A priori, les risques de refinancement sont contenus. La dette extérieure reste modeste (20,1% du PIB) et, à l’horizon septembre 2020, les remboursements s’élèvent à USD 239,4 mds (dont USD 93 mds de dépôts des non-résidents) alors que les réserves de change atteignaient encore USD 474 mds le 3 avril.
Dégradation attendue des finances publiques
L’exercice budgétaire 2019/20, qui s’est terminé fin mars 2020, fait apparaître un dérapage des finances publiques, pour la deuxième année consécutive. Le ministère des Finances prévoit une augmentation du déficit du gouvernement de 0,4 pp à 3,8% du PIB (7,3% du PIB pour l’ensemble des administrations publiques). La dette publique devrait excéder 70% du PIB à la fin de l’exercice budgétaire 2019/20.
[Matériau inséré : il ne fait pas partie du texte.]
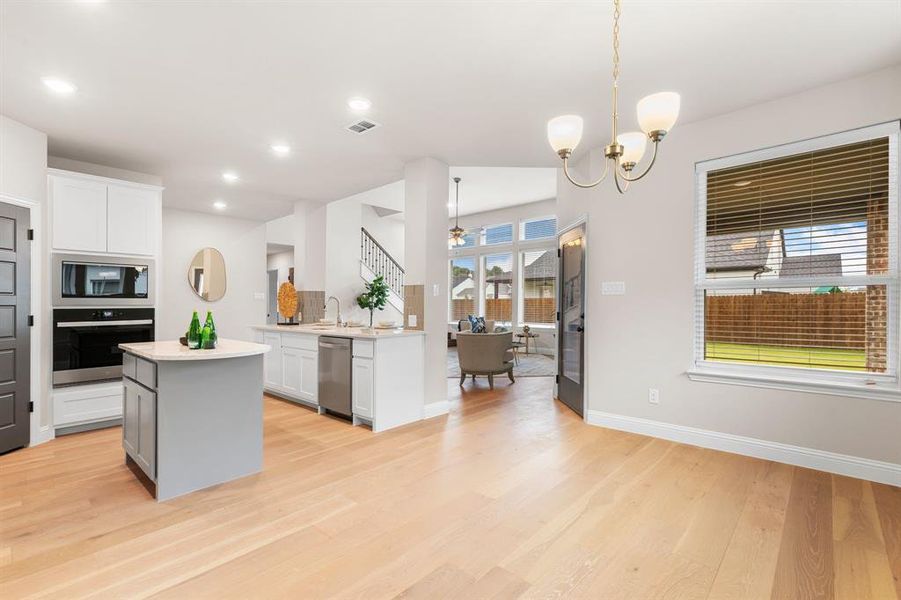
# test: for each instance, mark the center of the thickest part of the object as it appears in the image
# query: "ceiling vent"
(362, 126)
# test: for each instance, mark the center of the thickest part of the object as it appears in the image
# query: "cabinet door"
(146, 456)
(79, 215)
(363, 386)
(291, 370)
(132, 220)
(273, 361)
(130, 418)
(309, 375)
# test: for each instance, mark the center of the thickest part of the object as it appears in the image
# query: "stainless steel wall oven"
(86, 341)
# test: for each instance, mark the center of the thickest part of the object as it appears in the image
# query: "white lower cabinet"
(292, 366)
(363, 387)
(272, 371)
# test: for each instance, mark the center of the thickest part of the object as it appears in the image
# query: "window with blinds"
(797, 257)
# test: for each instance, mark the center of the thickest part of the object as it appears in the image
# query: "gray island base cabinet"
(195, 420)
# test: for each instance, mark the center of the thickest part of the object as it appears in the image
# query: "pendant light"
(457, 234)
(657, 114)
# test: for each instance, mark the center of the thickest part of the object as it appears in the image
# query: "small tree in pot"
(375, 296)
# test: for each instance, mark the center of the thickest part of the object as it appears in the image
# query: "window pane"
(498, 269)
(824, 327)
(538, 229)
(816, 214)
(497, 234)
(539, 286)
(462, 288)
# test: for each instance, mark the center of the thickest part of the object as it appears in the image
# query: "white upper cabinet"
(93, 214)
(79, 215)
(131, 214)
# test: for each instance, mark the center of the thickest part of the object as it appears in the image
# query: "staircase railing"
(380, 262)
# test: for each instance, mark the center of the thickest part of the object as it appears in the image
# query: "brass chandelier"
(657, 114)
(457, 233)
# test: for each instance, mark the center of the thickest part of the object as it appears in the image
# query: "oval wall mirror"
(206, 274)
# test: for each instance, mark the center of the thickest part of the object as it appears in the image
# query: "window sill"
(885, 391)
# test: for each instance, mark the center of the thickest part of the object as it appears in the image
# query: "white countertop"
(348, 332)
(173, 350)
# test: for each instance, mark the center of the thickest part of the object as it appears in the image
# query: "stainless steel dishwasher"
(334, 375)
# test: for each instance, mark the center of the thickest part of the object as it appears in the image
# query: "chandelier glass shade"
(656, 114)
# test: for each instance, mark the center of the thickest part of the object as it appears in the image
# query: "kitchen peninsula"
(380, 370)
(192, 418)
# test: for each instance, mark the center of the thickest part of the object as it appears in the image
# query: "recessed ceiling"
(185, 90)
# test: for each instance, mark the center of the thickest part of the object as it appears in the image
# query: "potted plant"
(375, 296)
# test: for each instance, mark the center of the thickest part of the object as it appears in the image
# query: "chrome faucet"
(338, 321)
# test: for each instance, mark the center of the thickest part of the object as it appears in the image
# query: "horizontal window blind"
(497, 234)
(538, 229)
(538, 269)
(797, 260)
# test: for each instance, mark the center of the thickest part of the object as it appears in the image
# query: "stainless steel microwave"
(102, 281)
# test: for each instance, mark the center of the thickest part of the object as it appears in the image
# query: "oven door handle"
(104, 323)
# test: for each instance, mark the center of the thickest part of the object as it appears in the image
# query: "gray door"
(571, 319)
(15, 352)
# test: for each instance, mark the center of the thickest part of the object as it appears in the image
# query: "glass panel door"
(570, 357)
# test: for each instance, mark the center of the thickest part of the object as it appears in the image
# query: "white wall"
(242, 243)
(78, 166)
(281, 231)
(23, 181)
(644, 339)
(281, 262)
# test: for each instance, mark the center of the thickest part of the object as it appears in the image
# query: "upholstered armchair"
(485, 354)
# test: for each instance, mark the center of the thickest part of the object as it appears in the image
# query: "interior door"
(15, 351)
(571, 319)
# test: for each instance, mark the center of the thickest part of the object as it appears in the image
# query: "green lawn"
(788, 356)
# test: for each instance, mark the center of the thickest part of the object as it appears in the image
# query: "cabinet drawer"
(145, 373)
(364, 348)
(300, 341)
(129, 366)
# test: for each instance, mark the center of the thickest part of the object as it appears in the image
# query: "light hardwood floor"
(510, 496)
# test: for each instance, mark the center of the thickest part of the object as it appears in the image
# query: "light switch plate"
(613, 288)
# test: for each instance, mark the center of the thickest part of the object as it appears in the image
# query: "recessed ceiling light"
(359, 104)
(59, 86)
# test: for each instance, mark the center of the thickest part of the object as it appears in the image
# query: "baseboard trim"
(840, 464)
(436, 409)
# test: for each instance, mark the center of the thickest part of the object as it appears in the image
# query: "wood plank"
(510, 495)
(804, 569)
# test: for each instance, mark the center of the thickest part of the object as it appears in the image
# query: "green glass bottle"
(209, 323)
(194, 332)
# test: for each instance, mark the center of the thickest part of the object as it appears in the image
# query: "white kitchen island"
(192, 418)
(386, 373)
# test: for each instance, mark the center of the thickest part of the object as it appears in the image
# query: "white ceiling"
(185, 90)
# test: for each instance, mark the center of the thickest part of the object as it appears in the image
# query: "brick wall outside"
(877, 301)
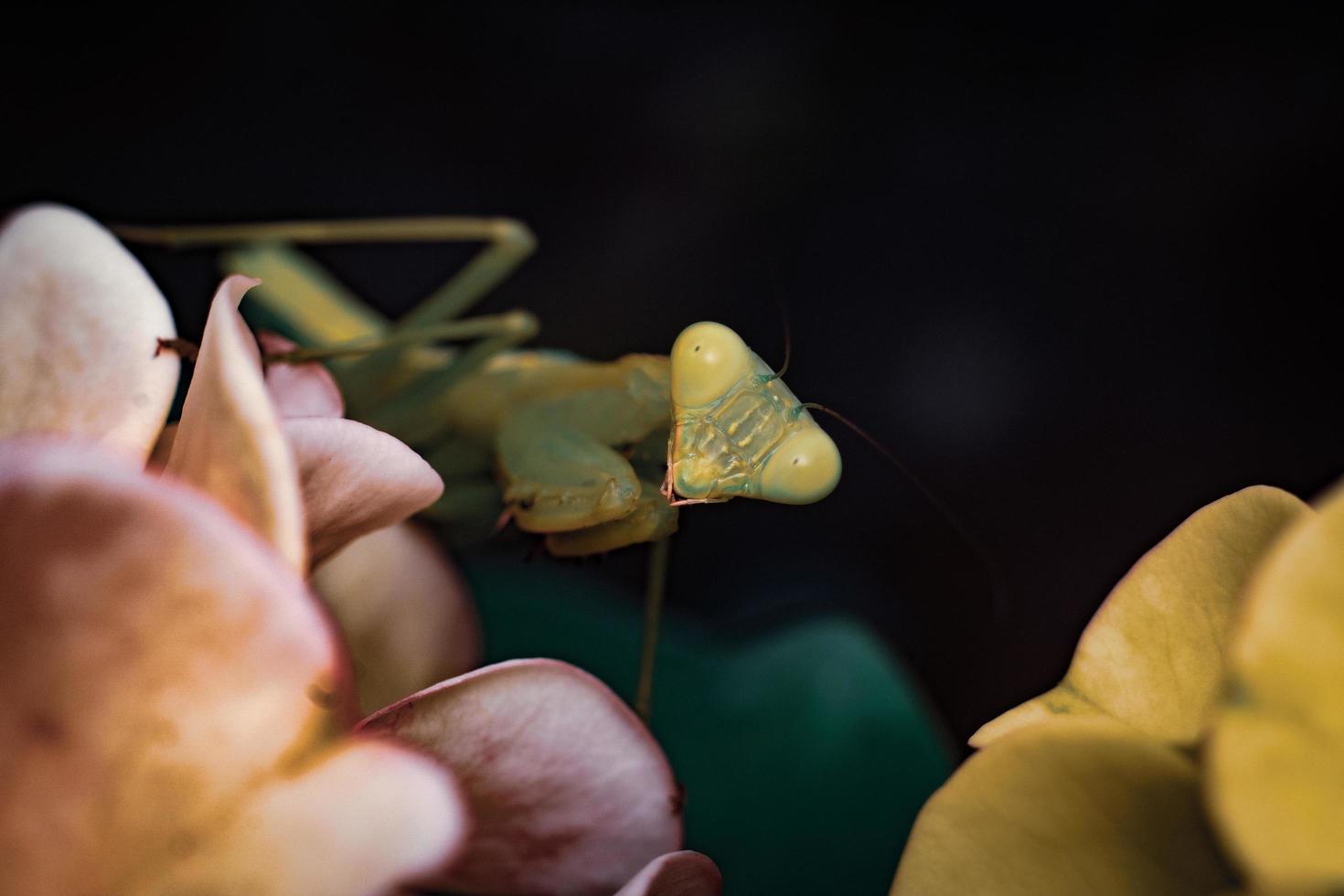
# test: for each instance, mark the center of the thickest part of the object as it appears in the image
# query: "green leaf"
(805, 752)
(1153, 656)
(1087, 806)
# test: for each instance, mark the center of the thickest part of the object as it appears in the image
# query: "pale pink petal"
(569, 792)
(229, 440)
(174, 692)
(300, 389)
(405, 612)
(80, 326)
(355, 480)
(368, 816)
(683, 873)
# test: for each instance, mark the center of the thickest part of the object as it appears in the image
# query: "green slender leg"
(325, 314)
(508, 245)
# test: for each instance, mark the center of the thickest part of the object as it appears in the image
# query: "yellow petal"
(1277, 753)
(229, 441)
(1153, 653)
(80, 329)
(405, 612)
(1066, 807)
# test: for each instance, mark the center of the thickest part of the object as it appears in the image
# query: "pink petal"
(569, 792)
(405, 612)
(683, 873)
(300, 389)
(80, 325)
(229, 440)
(174, 698)
(368, 816)
(355, 480)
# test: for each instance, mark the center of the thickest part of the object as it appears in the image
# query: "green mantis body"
(580, 448)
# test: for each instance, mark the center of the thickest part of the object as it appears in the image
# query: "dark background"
(1078, 272)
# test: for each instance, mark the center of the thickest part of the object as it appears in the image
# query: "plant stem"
(656, 587)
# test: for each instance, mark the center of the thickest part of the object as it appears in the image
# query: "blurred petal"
(1277, 753)
(1064, 807)
(80, 326)
(569, 792)
(355, 480)
(157, 461)
(229, 440)
(1153, 653)
(405, 610)
(368, 816)
(683, 873)
(174, 693)
(300, 389)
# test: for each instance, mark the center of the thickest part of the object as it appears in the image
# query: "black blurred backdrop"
(1077, 271)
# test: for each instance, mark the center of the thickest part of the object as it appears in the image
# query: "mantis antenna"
(1000, 604)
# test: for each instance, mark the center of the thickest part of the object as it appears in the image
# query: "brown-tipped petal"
(368, 816)
(162, 664)
(300, 389)
(683, 873)
(569, 792)
(355, 480)
(80, 326)
(157, 461)
(229, 440)
(405, 612)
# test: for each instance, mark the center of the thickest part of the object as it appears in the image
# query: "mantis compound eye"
(707, 360)
(804, 469)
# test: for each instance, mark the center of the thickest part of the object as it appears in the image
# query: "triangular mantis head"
(737, 429)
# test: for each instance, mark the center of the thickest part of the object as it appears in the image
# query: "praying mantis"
(592, 455)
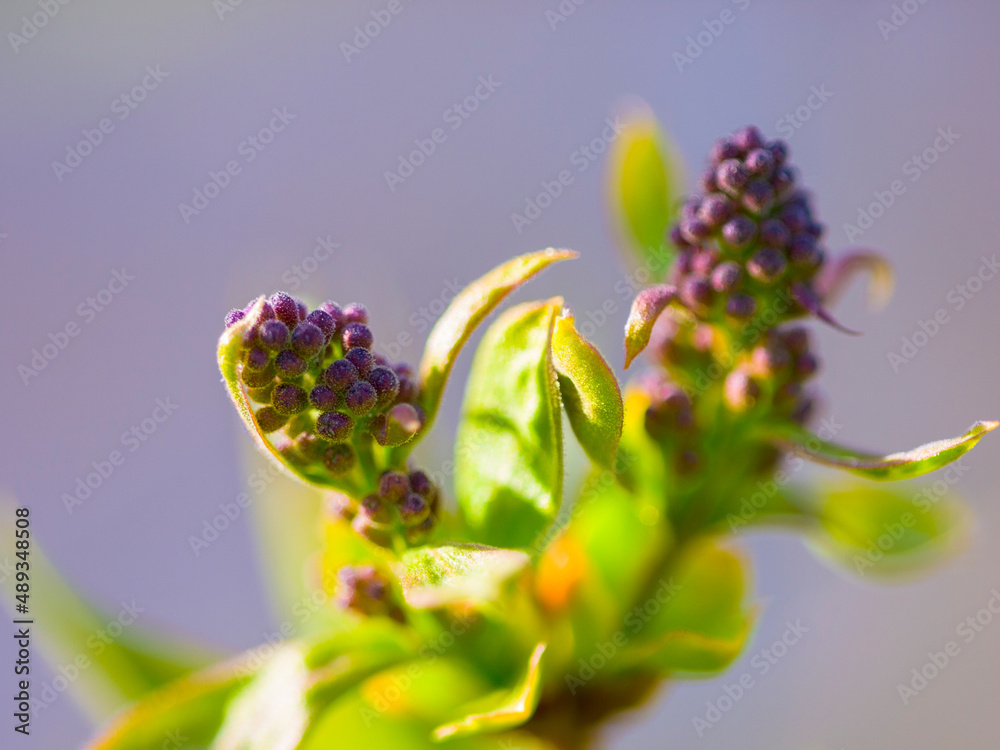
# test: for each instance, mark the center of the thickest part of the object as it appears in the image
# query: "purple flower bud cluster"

Pour l’exercice 2020/21, avant l’annonce du plan de soutien, le gouvernement avait pour objectif une réduction de son déficit de 0,3 pp à 3,5% du PIB. Or, dans les conditions actuelles, un tel objectif semble irréalisable. Certes, la baisse des prix du pétrole va permettre une réduction des coûts des subventions énergétiques mais elles ont fortement diminué depuis 2014 (elles s’élèvent à seulement 0,2% du PIB). En revanche, le très net ralentissement de la consommation des ménages et celui des revenus des entreprises pourraient générer une baisse des recettes de 2% du PIB au minimum. Par ailleurs, le gouvernement pourrait retarder les privatisations de certaines entreprises publiques compte tenu de l’effondrement des marchés boursiers (les recettes de privatisation attendues pour l’exercice 2020/21 s’élèvent à 0,9% du PIB). Dans le même temps, en supplément du programme de soutien de 0,8% du PIB, les dépenses de santé du gouvernement et des Etats vont augmenter. Le déficit du gouvernement pourrait s’élever à près de 6% du PIB à moins que le gouvernement ne réduise très fortement ses dépenses « non essentielles ». La dette pourrait excéder 75% du PIB dès l’exercice 2021/22. Il n’y a pas de risque de refinancement immédiat car la maturité de la dette est longue (10 ans en moyenne), détenue par les résidents (à plus de 96%) et libellée en roupies (à 97%). Néanmoins, le coût d’emprunt risque d’augmenter si les agences de notation sanctionnent cette dérive.